Boardgamegeek

All projects should be run from within the primary boardgamegeek directory or relative paths will be a problem. This repo was created and produced for Mac. The Terraform makefile will run on Mac OS. Support for Windows is unknown.

Utilized Tech Stack

Makefile and Terraform to create AWS resources
Pipenv for environment management
Docker for project containerization
GitHub Actions CI/CD for automated AWS deployment
Resources running on Lambda, Fargate ECS, and EC2
Project orchestrated and parallelized by Dagster in Fargate ECS container
S3 storage with Athena/Glue data querying
DynamoDB key/value store
Web form automation with Selenium
Vector DB with Weaviate, hosted on-demand on EC2 server
Vector embeddings API from Hugging face
Retrieval Augmented Generation with OpenAI API

Project Requirements

AWS is required for this project to run as presented. Running on the cloud is not a free service. The authors of this repo are not responsible for any costs incurred by your usage of AWS services.

You must have administration level privileges to create these resources in AWS, or at least create/destroy privileges in the following areas: IAM, VPC. S3, ECR, ECS, Lambda

This project uses Pipenv as its environment manager. Documentation on pipenv is outside the scope of this repo.

Project Order

Most steps in this project are explicitly dependent on a prior step. Dependencies are noted and explained.

Install Terraform

Terraform installation: https://developer.hashicorp.com/terraform/tutorials/aws-get-started/install-cli

Set up .env file

A .env must be made in the project root directory.

Copy in the variables from env.example:

Mac: cp .env.example .env
Windows: stuff

Prefilled .env vars should be left alone.

Instructions for non-prefilled .env vars:

S3_SCRAPER_BUCKET= The S3 bucket where you will store your scraper data.
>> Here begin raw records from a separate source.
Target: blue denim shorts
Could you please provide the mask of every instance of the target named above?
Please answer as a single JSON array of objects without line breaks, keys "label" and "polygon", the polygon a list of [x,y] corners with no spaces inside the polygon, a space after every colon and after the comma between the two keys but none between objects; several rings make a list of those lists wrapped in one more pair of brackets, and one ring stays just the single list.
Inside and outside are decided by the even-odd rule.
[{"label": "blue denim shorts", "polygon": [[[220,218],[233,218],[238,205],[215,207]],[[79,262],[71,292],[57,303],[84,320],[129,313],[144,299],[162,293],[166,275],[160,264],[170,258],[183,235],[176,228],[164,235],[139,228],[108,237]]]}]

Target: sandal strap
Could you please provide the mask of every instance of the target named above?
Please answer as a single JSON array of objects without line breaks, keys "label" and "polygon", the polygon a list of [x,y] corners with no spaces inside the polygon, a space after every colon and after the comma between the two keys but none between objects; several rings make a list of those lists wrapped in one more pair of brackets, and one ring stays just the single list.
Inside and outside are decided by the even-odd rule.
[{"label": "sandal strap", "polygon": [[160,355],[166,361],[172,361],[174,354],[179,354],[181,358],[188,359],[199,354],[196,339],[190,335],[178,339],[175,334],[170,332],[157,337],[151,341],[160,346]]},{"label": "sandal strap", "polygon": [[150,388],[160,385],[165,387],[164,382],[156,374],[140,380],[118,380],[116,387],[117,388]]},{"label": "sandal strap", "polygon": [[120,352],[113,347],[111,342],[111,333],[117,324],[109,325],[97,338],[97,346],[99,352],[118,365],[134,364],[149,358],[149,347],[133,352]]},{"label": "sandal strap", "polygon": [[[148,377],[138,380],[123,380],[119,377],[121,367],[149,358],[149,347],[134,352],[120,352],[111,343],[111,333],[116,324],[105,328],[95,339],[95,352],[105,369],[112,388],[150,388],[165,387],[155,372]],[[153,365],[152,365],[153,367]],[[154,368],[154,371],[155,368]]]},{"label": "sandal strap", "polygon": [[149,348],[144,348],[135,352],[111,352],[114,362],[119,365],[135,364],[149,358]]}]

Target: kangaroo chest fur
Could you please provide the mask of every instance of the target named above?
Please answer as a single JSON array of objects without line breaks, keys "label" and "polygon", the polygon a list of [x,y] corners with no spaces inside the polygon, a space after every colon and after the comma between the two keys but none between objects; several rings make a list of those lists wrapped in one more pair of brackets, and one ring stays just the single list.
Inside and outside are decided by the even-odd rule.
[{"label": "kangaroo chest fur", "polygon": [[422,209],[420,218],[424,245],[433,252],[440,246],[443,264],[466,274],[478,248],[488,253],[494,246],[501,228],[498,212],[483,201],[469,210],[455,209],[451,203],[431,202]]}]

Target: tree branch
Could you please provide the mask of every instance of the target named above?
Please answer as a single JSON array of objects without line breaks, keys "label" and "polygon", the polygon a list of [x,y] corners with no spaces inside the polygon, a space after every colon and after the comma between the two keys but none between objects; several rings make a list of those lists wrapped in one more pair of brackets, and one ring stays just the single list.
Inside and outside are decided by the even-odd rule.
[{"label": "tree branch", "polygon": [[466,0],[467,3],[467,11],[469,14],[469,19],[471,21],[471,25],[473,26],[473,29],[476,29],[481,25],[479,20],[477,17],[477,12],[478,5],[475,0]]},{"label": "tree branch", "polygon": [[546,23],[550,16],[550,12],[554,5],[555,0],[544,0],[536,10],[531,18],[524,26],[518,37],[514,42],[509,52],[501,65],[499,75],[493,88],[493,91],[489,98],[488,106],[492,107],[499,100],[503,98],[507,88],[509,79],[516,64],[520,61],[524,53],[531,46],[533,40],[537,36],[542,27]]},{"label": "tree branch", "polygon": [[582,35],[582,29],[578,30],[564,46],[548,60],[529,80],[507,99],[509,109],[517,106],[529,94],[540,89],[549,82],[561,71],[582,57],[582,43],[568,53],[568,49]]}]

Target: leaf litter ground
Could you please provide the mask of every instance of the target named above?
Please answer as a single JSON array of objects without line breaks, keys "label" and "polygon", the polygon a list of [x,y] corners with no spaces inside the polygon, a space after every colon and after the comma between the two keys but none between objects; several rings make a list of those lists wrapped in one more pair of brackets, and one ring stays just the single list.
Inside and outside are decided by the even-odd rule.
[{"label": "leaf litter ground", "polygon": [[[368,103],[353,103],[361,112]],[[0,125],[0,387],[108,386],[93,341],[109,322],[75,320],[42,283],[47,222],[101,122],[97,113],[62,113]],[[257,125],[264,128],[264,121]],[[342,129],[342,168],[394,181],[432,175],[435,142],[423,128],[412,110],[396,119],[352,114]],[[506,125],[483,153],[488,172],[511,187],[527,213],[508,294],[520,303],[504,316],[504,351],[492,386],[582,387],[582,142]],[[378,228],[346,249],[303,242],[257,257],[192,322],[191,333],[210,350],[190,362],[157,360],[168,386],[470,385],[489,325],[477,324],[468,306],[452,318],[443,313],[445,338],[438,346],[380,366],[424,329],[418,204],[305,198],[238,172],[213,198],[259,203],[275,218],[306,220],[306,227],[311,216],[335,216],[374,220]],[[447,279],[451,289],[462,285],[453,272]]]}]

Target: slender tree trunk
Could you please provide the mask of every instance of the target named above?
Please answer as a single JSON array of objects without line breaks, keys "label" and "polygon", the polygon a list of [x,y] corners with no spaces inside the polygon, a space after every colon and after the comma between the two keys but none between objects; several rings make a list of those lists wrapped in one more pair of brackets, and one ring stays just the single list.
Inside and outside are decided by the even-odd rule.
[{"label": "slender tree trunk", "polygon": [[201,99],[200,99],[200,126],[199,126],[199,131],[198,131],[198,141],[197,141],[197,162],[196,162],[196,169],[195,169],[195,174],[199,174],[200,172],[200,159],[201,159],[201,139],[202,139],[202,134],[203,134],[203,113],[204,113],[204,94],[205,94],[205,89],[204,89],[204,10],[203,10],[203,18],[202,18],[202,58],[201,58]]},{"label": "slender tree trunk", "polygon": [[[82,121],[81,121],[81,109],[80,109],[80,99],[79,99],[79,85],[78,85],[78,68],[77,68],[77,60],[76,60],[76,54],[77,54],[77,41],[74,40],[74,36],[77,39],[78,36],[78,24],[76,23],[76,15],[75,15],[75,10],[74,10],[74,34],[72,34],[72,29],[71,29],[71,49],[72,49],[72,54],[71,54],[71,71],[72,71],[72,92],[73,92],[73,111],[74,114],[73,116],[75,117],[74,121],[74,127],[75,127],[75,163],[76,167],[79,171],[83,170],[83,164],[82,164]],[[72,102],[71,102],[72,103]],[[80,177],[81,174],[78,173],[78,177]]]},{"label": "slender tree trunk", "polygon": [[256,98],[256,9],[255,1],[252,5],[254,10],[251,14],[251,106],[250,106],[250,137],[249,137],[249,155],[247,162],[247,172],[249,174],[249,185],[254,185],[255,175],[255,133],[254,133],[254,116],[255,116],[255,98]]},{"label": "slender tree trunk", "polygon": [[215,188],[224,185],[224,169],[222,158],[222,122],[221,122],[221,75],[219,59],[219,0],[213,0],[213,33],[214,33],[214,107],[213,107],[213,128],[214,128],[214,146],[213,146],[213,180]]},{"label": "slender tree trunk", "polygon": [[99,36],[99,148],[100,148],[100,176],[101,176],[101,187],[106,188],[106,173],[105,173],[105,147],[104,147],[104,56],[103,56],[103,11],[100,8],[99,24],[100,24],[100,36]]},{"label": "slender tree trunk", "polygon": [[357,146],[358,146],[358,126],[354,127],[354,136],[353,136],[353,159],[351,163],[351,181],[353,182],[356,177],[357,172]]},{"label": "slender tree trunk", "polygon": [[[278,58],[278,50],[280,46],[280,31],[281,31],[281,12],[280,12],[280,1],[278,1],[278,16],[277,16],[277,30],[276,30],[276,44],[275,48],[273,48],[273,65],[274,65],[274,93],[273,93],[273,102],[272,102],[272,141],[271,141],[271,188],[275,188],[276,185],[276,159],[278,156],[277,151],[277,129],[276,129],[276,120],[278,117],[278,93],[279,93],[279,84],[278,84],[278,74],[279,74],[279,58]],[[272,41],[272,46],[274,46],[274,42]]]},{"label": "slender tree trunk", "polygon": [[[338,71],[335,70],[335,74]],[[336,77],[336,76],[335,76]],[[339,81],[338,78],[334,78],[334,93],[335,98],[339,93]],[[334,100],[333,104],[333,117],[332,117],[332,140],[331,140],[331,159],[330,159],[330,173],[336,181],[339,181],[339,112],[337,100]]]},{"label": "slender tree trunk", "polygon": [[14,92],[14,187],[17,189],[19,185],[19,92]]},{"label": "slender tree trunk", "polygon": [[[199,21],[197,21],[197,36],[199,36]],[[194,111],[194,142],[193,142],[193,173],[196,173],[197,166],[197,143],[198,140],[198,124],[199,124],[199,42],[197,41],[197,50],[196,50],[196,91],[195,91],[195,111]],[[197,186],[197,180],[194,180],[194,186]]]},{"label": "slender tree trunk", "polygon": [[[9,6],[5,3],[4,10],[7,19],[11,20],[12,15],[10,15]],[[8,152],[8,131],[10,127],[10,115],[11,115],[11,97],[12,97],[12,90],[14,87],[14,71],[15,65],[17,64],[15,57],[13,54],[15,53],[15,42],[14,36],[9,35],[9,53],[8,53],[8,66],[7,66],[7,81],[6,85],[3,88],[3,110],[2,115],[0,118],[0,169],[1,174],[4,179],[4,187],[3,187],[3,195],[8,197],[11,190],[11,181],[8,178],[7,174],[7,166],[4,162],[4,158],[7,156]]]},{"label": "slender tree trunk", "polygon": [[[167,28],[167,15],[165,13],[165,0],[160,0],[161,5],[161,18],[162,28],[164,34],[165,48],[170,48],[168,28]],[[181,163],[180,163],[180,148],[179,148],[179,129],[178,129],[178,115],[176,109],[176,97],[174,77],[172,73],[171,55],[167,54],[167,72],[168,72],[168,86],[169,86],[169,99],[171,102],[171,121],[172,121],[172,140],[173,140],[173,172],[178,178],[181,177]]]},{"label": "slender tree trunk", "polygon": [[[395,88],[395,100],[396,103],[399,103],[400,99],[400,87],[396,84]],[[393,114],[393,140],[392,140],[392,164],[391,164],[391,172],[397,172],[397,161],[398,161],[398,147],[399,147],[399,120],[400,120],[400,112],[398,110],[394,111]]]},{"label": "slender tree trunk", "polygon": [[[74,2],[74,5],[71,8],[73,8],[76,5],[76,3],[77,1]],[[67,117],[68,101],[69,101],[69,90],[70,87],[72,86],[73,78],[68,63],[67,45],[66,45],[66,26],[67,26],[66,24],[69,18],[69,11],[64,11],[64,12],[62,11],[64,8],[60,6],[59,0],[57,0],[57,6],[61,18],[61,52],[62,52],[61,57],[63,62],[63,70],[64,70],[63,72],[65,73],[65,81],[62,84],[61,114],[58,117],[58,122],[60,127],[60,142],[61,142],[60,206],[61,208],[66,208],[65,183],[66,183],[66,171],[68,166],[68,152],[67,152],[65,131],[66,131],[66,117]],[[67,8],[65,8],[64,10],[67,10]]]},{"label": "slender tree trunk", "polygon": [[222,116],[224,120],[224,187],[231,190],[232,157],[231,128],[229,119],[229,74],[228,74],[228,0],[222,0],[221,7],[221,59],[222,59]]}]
This will be created.
TF_VAR_S3_SCRAPER_BUCKET= This is the SAME value as S3_SCRAPER_BUCKET. Yes, both are needed.
BGG_USERNAME= your BGG username
BGG_PASSWORD= your bgg password
OPENAI_API_KEY= your openapi key. You only need this if you intend to run the RAG modules. You'll need to load your OpenAPI account with some funds - $10 should suffice.
HUGGINGFACE_APIKEY= your openapi key. You only need this if you intend to run the RAG modules.
TF_VAR_GITHUB_USER_NAME= your github username

Make your AWS resources

EXPORT YOUR AWS KEYS. How you do this is outside of the scope of the repo.

CD to the terraform directory make terraform Follow all prompts exactly as written. When prompted to type yes, type yes :)
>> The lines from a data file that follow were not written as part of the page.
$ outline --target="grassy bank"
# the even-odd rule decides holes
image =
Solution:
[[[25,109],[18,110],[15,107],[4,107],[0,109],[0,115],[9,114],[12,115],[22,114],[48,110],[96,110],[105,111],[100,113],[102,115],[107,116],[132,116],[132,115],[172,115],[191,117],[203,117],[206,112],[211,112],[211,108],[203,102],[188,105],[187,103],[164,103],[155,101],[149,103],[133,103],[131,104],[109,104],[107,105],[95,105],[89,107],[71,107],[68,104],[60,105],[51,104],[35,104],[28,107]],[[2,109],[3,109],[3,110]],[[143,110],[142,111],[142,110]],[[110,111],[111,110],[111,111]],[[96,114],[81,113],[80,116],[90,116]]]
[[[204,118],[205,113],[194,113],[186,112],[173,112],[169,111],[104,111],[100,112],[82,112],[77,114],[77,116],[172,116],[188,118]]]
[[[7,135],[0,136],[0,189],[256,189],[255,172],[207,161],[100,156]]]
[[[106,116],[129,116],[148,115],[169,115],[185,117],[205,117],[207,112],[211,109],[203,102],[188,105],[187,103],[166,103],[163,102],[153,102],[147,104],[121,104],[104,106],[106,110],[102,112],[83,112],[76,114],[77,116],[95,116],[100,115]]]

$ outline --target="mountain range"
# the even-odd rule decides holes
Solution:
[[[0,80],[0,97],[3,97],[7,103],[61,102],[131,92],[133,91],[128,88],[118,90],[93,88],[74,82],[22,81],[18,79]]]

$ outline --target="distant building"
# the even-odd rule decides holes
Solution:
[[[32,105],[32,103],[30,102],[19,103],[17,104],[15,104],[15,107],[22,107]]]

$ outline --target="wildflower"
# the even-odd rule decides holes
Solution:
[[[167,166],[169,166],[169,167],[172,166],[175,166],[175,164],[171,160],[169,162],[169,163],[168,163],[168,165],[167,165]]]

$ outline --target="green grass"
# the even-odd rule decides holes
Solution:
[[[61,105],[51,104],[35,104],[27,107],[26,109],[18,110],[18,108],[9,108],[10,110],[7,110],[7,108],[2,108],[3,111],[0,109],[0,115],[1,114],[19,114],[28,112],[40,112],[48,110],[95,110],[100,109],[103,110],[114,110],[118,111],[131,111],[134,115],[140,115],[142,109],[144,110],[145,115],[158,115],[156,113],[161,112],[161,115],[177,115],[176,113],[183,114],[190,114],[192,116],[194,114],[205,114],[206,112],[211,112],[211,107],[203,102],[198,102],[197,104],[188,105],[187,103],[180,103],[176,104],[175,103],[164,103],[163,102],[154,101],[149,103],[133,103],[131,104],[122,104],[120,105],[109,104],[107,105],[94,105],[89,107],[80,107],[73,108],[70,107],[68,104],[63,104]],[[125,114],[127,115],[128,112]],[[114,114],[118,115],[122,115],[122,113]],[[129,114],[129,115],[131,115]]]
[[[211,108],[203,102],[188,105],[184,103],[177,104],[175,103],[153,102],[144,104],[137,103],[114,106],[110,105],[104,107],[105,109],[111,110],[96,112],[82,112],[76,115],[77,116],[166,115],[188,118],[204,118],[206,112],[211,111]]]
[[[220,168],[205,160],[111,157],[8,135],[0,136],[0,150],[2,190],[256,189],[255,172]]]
!!!!! YOU WILL HAVE ERRORS AT THE LAST STEP. THIS IS EXPECTED !!!!! Specifically: Error: creating Lambda Function (bgg_boardgame_file_retrieval) There's a bit of a cart-horse issue at this step.

It's time to set up your GitHub CI/CD so that your project files write to the AWS ECR. The AWS resources cannot complete setup until the project has been uploaded.
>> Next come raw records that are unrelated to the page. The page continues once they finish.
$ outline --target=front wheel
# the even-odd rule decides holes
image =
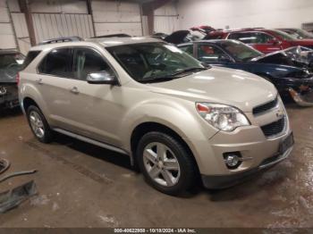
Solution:
[[[144,135],[139,142],[137,158],[147,181],[163,193],[177,195],[195,182],[192,155],[170,135],[161,132]]]
[[[52,140],[52,130],[39,108],[30,105],[27,109],[27,119],[35,137],[43,143]]]

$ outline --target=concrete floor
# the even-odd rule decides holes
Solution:
[[[295,136],[289,159],[236,187],[161,194],[123,155],[60,136],[38,142],[20,112],[0,116],[6,172],[38,169],[0,184],[35,180],[38,196],[0,215],[0,227],[313,227],[313,108],[288,106]]]

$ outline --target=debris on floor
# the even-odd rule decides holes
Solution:
[[[33,174],[37,172],[37,170],[30,170],[30,171],[18,171],[18,172],[13,172],[11,174],[8,174],[6,176],[4,176],[3,178],[0,179],[0,183],[8,180],[9,178],[15,177],[15,176],[21,176],[21,175],[28,175],[28,174]]]
[[[38,196],[34,196],[30,200],[30,205],[45,205],[50,202],[50,199],[47,198],[47,195],[41,195]]]
[[[18,206],[27,198],[38,193],[34,180],[27,182],[12,190],[0,193],[0,213]]]

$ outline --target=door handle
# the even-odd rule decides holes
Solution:
[[[38,83],[38,85],[42,85],[42,84],[43,84],[42,79],[41,79],[41,78],[39,78],[38,79],[37,79],[37,80],[35,80],[35,81],[36,81],[36,83]]]
[[[70,91],[71,91],[71,93],[75,94],[75,95],[80,93],[80,91],[78,90],[77,87],[72,88]]]

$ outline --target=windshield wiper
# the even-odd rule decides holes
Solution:
[[[138,81],[140,83],[156,83],[156,82],[163,82],[163,81],[169,81],[174,79],[178,79],[174,78],[174,77],[156,77],[156,78],[147,78],[147,79],[139,79]]]
[[[183,69],[183,70],[181,70],[177,72],[174,72],[171,75],[169,75],[170,77],[175,77],[177,75],[180,75],[180,74],[182,74],[182,73],[185,73],[185,72],[189,72],[189,71],[205,71],[205,70],[207,70],[207,68],[201,68],[201,67],[192,67],[192,68],[186,68],[186,69]]]

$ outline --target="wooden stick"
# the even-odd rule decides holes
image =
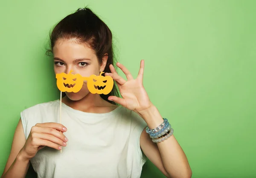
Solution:
[[[61,99],[60,99],[60,123],[61,123],[61,95],[62,95],[62,92],[61,91]],[[62,150],[62,146],[61,146],[61,150]]]

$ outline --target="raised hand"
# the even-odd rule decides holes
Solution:
[[[119,63],[116,66],[125,73],[127,80],[120,76],[111,65],[110,68],[111,73],[105,73],[105,75],[109,75],[117,83],[122,98],[115,96],[109,97],[108,99],[120,104],[129,109],[140,113],[149,108],[152,104],[143,86],[143,76],[144,68],[144,61],[140,61],[140,68],[138,76],[134,79],[130,72],[122,64]]]

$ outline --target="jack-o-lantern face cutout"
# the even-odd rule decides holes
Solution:
[[[72,74],[71,70],[69,73],[65,73],[56,74],[57,86],[62,92],[73,92],[76,93],[82,88],[84,84],[84,78],[79,74]]]
[[[91,75],[87,79],[87,87],[91,93],[107,95],[111,92],[114,85],[113,79],[110,76],[103,76],[101,72],[97,76]]]

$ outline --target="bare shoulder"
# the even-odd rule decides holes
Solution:
[[[7,160],[3,175],[8,170],[15,159],[20,149],[23,147],[26,143],[26,138],[20,118],[19,120],[17,126],[15,130],[11,152]]]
Set up GitHub Secrets for your project

Go to Github, to your repo. Create two Secrets in the Secrets area of your project fork before continuing. Hint: Go to Repo, Settings along top of repo, "Secrets and Variables" along left menu, "Actions".

AWS_REGION: Enter the AWS Region for your AWS resources, that you used when you set up the terraform. example us-west-2 AWS_GITHUB_ROLE: Enter the ARN of the GitHubActions_Push_Role which is this, replacing YOUR_ACCOUNT_ID with your integer AWS account number: arn:aws:iam::YOUR_ACCOUNT_ID:role/GitHubActions_Push_Role

Finish terraform resources

Push up the new changes to your repo (terraform files) to trigger the write to AWS.

Return to the terraform directory and run make setup_boardgamegeek

Running the Code Modules

Module Order

The module orders are also set out in the Orchestration, under dagster_orchestration.assets.assets.py.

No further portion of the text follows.